By no means was I clinically depressed but I often felt sad about what I might miss should my hearing fail to return; The sound of my children laughing, the baby crying, localizing noise, understanding speech in a crowded room to name a few. Dammit, I know too much about hearing loss! Since then I have been inching closer to acceptance.

Through all this, however, the most eye-opening experience was hearing the remarks of my colleagues, including audiologists, nurses and physicians. They all made well-intentioned comments of a type I myself have made countless times to patients in similar situations: “Oh, that’s not so bad!” “You probably had it before and didn’t notice.”

No, I’m pretty sure I only stopped hearing the same day my ear popped! “I don’t believe the hearing test.”

Except for the fact that I have screaming tinnitus.

“Why are you upset? It’s so minor you are not even going to notice it.”

Newsflash: it’s driving me CRAZY! “It’s so mild it doesn’t even fulfill the criteria for treatment.”

I refer you to my earlier comment on bargaining and megadose steroids.

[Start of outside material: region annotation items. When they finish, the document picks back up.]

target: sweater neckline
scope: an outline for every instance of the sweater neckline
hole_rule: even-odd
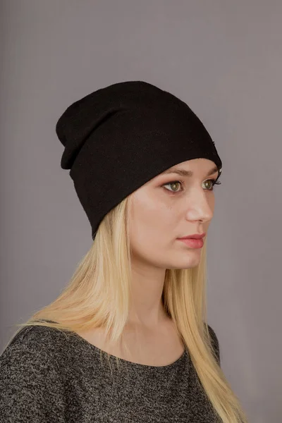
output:
[[[76,338],[77,338],[77,340],[78,342],[87,345],[88,347],[88,348],[93,350],[95,353],[99,354],[99,355],[101,355],[101,354],[106,355],[107,354],[107,352],[106,351],[104,351],[104,350],[102,350],[101,348],[99,348],[94,344],[91,343],[87,339],[85,339],[85,338],[82,338],[82,336],[81,336],[80,335],[78,335],[78,333],[77,333],[76,332],[74,332],[73,333],[75,336],[76,336]],[[156,369],[157,371],[157,370],[161,371],[161,370],[166,370],[166,369],[168,370],[170,369],[173,369],[175,367],[179,365],[180,364],[180,362],[184,360],[184,357],[186,355],[186,352],[187,352],[186,348],[184,348],[183,352],[176,360],[175,360],[173,362],[172,362],[169,364],[166,364],[164,366],[152,366],[152,365],[148,365],[148,364],[142,364],[141,363],[136,363],[135,362],[132,362],[132,361],[125,360],[123,358],[121,358],[119,357],[118,357],[116,355],[113,355],[112,354],[109,354],[109,357],[111,361],[113,361],[113,360],[116,361],[116,358],[118,358],[119,361],[121,363],[126,364],[127,367],[129,366],[130,367],[135,367],[135,368],[137,367],[139,369]]]

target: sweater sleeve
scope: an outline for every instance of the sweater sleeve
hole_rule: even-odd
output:
[[[0,356],[1,423],[66,422],[60,368],[38,329],[24,327]]]
[[[219,343],[216,333],[214,329],[208,324],[209,332],[212,338],[212,345],[214,348],[214,350],[216,354],[216,357],[217,361],[219,362],[219,366],[221,365],[221,360],[220,360],[220,350],[219,350]]]

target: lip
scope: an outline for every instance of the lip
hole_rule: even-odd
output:
[[[183,244],[186,244],[190,248],[202,248],[204,245],[204,240],[202,238],[180,238],[179,240],[183,243]]]
[[[202,239],[204,236],[206,235],[205,233],[204,232],[204,233],[194,233],[194,235],[188,235],[187,236],[183,236],[180,238],[177,238],[178,240],[190,240],[190,239],[194,239],[194,240],[201,240]]]

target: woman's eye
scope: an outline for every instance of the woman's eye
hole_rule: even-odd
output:
[[[166,187],[167,185],[171,185],[173,188],[172,191],[173,192],[178,192],[178,190],[177,190],[177,185],[181,185],[183,184],[183,183],[180,180],[173,180],[173,182],[168,182],[168,183],[165,183],[164,185],[163,185],[163,187]],[[180,190],[180,191],[183,190],[183,188]],[[171,191],[171,190],[168,190],[168,191]]]
[[[219,181],[219,178],[217,178],[217,180],[216,179],[207,179],[207,180],[204,180],[203,182],[204,185],[205,185],[206,188],[207,187],[207,189],[208,191],[213,191],[214,185],[221,185],[221,183]],[[169,182],[168,183],[165,183],[162,186],[166,187],[167,185],[171,185],[172,188],[172,190],[168,190],[171,191],[171,192],[173,192],[173,193],[177,193],[177,192],[180,192],[183,190],[183,185],[184,185],[183,180],[173,180],[173,182]],[[178,189],[178,187],[179,187],[179,185],[181,187],[180,190]]]

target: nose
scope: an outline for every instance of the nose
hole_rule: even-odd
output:
[[[214,196],[202,188],[191,191],[187,207],[188,220],[210,221],[214,215]]]

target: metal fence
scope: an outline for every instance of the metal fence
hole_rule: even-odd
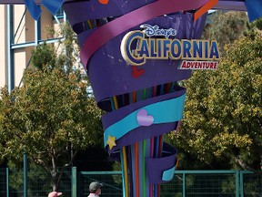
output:
[[[22,172],[21,172],[22,171]],[[27,172],[27,196],[46,197],[52,187],[48,174]],[[86,197],[93,181],[103,182],[101,196],[122,197],[120,171],[65,171],[59,192],[65,197]],[[0,169],[0,197],[24,197],[23,170]],[[161,184],[161,197],[262,197],[262,176],[246,171],[176,171],[173,180]]]
[[[120,171],[81,171],[79,197],[88,195],[88,184],[104,184],[103,196],[123,196]],[[161,184],[161,197],[262,197],[262,176],[246,171],[176,171]]]

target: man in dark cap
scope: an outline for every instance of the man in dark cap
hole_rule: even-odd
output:
[[[98,197],[101,194],[101,188],[103,187],[102,183],[97,181],[93,181],[89,185],[90,194],[88,197]]]

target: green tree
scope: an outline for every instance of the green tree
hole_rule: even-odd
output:
[[[252,36],[253,37],[253,36]],[[216,71],[196,71],[186,80],[178,147],[206,162],[227,158],[232,167],[262,169],[262,36],[226,47]]]
[[[65,42],[66,37],[59,47]],[[66,52],[48,45],[37,47],[32,57],[37,69],[25,71],[22,87],[0,93],[1,159],[21,161],[25,150],[51,175],[54,191],[63,173],[57,168],[70,165],[77,151],[102,143],[103,136],[101,111],[86,91],[88,80],[72,67],[72,42],[66,43]]]
[[[203,33],[206,39],[217,40],[219,50],[225,55],[224,47],[233,43],[247,30],[246,12],[222,12],[212,14],[210,23]]]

It’s a little bit ironic. I pride myself on communication skills and empathy. I’m a graduate of McMaster University Medical School, probably the world leader at training doctors in communicating with patients. My father is a psychiatrist and my mother is a social worker. I was pretty much born communicating. And here I am, on the other end of the otoscope, being schooled on what it means to have a “minor” condition.

One of the doctors was able to make me feel bit better by pointing out that I hadn’t even suffered this barotrauma due to one of the sexy causes, such as sky diving or scuba diving. I got it driving down a hill with a stuffy nose. Sometimes laughter is the best medicine.

A few days later, when I was feeling the full effects of the steroids in my mood swings, extreme fatigue, disturbed sleep patterns and ravenous appetite, I was bemoaning my condition over lunch to a friend of mine who is a pediatric lung specialist at Schneider Children’s Medical Center in Petah Tikva. He asked me very specific questions, demonstrating a rare and keen knowledge of hearing loss. He then proceeded to tell me about his own severe unilateral conductive hearing loss.

He has no idea what caused it, despite various attempts at diagnostic surgery and imaging. Hearing that his situation was much worse than mine didn’t make me feel any better. But instead of just rattling off how he really only needs one ear, how a hearing aid might be helpful and how we can try new diagnostic modalities, I was able to really feel his frustration and despair. I still plan on doing everything I can to help, but I think a little bit of empathy probably helps as well.

If nothing else, I will always try to remember that no matter how minor I think the patient’s condition is, to the person who is suffering it is frightening, depressing and very, very real.

Since then I’ve been monitoring my hearing by asking my kids to whisper things in my right ear.

They almost always whisper “I love you, Daddy.”

(I have gotten “Can I play with your iPhone, Daddy” a few times as well.) My most recent audiogram shows my hearing has started to improve. The tinnitus is also almost gone. Turns out my prognosis may not be so bad in the end! Thankfully, my brother-in-law’s surgery was a success and his vision has been steadily improving.

We are taking it one day at a time.

The TV pilot was a flop. I guess I’ll have to keep my day job.

Becoming a Hollywood star is temporarily on hold.

The author, formerly from Toronto, Canada, is a pediatric ear nose and throat surgeon practicing at Scheinder Children’s Hospital in Petah Tikva.

He lives with his wife and four boys in Ra’anana.